Brahms, un Requiem per la vita
L'immunologo francese Jean Claude Ameisen sostiene che solo le cellule organizzate in sistemi organici complessi (eucariote) muoiono, mentre le semplici (procariote) si perpetuano duplicandosi in continuazione, ed è molto probabile che proprio l'invenzione della morte abbia consentito la creazione degli organismi complessi. Questa scoperta cambia le coordinate del nostro pensiero sul morire: non è annientamento in questo modo, ma scultura di forme nuove, di architetture ricche e di armonie rigogliose. Sarà per questo che sotto l'edificio monumentale del Requiem tedesco di Brahms, generoso di chiaroscuri, di torrioni, merli e modanature musicali scorra come acqua un sentimento semplice di laica speranza, una fiduciosa convinzione che non tutto sia perduto. Non solo grazie all'impatto sonoro massivo, avvolgente come una coperta termica, capace di farci sentire tutti un po' borghesemente stretti da un calore comune, seppur buio; non perché ci sentiamo trascinati da una corrente ascensionale irresistibile quando dalle viscere lievitano lunghi crescendo corali e nemmeno perché l'oboe, suscitando con garbata discrezione la sua melodia come un fumo sottile, sembra concedere una voce di preghiera privata, uno spazio personale entro il quale elevare la propria supplica, domandare con curiosità ai vivi come sarà il dopo. L'acqua è chiara perché sembra una grande elegia, ossia un lamento amoroso che sa cullare gli uomini come le pie donne sanno adagiare il Cristo nella Deposizione del Beato Angelico (Pala di San Marco) con andamenti ritmici ed eufonie che rendono dolce il contatto con la terra, lasciano immaginare come possa risultare intenso e lieve lo stato dell'essere sgravato dalla carne. E i testi scelti dallo stesso compositore dalle sacre scritture – compresi i vangeli apocrifi – e liberamente accostati rinforzano i pensieri di consolazione ricordandoci, come l'immunologo francese, che è una questione di trasformazione, non di annullamento.

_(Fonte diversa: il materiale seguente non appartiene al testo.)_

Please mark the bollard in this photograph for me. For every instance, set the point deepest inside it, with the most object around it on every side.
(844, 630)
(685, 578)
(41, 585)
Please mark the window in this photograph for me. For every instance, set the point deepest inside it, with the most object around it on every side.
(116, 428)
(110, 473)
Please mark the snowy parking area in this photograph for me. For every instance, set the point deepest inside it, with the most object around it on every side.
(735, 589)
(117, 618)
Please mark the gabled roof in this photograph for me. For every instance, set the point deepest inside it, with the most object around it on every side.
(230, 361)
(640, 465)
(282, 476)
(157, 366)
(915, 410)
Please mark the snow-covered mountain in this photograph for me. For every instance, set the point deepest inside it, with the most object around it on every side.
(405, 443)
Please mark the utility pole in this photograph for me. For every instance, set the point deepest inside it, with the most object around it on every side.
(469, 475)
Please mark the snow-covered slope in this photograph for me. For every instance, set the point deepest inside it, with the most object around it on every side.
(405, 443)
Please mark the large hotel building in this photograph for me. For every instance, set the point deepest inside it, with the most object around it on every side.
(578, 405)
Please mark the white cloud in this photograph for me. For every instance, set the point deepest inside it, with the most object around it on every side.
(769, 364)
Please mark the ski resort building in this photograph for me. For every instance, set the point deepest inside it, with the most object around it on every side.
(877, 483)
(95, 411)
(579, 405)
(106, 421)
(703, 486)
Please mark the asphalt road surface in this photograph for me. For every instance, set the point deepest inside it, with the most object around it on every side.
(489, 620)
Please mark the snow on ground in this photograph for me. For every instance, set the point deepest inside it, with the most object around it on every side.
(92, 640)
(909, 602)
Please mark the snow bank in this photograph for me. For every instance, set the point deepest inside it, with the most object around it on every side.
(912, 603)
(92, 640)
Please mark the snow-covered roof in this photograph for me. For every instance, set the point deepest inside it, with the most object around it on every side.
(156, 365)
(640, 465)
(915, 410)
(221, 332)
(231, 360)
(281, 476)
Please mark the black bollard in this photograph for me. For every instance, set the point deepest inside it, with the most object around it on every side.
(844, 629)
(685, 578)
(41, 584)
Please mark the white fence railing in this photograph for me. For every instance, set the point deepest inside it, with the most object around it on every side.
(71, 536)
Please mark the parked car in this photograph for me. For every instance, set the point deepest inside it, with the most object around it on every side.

Tra i sette movimenti in cui è suddiviso il Requiem le parole di evangelisti, profeti e poeti autori di salmi tessono una rete virtuale che intreccia rassicurazioni sulle raccolte future a risarcimento delle fatiche presenti, esortazioni a pazientare come un contadino davanti al campo seminato, con pacati moniti su "come un nulla" siano "tutti gli uomini che pure vivono così sicuri" e "creano invano tanto tumulto", ma rassicurazioni per i giusti, ossia coloro che hanno opere compiute da portare in pegno con sé "all'istante dell'ultima tromba" (come l'artista, che fatica nel cercare le cellule semplici e immortali creando sistemi formali complessi): per loro sono riservate amabili dimore.
Ho recentemente vissuto qualche tempo accanto a un giovane malato terminale attaccato alla vita come chi ritiene di non avere lasciato ancora segni duraturi tra le zolle e ho imparato che, se il dolore sembra eterno, la disperazione ha tempi brevi, è umanamente sostenibile solo per pochi istanti. Il resto è occupato da gesti, anche mentali, asciutti e radi in contrappunto su ampi respiri. Intorno i cari si accaniscono a spiegarsi l'inspiegabile concertando mormorii accorati, periodicamente cumulati in accesi corali di ribellione, passeggiano lenti come in processione da una stanza all'altra, con calici e ostensori colmi di inutili medicamenti. Eppure, sarà per i silenzi delle notti insonni che pesano sul giorno, sarà per l'intensa lentezza da cui tutto è mosso, di un quieto bordone è fatta la morte, di dolci invocazioni cantate, di melodiche speranze di vita. Fa bene ascoltare questa musica antica di un secolo e mezzo, capace di evocare senza deformità, putredini e furori implacabili un sentimento della fine che convinca del fatto che anche la morte è vita.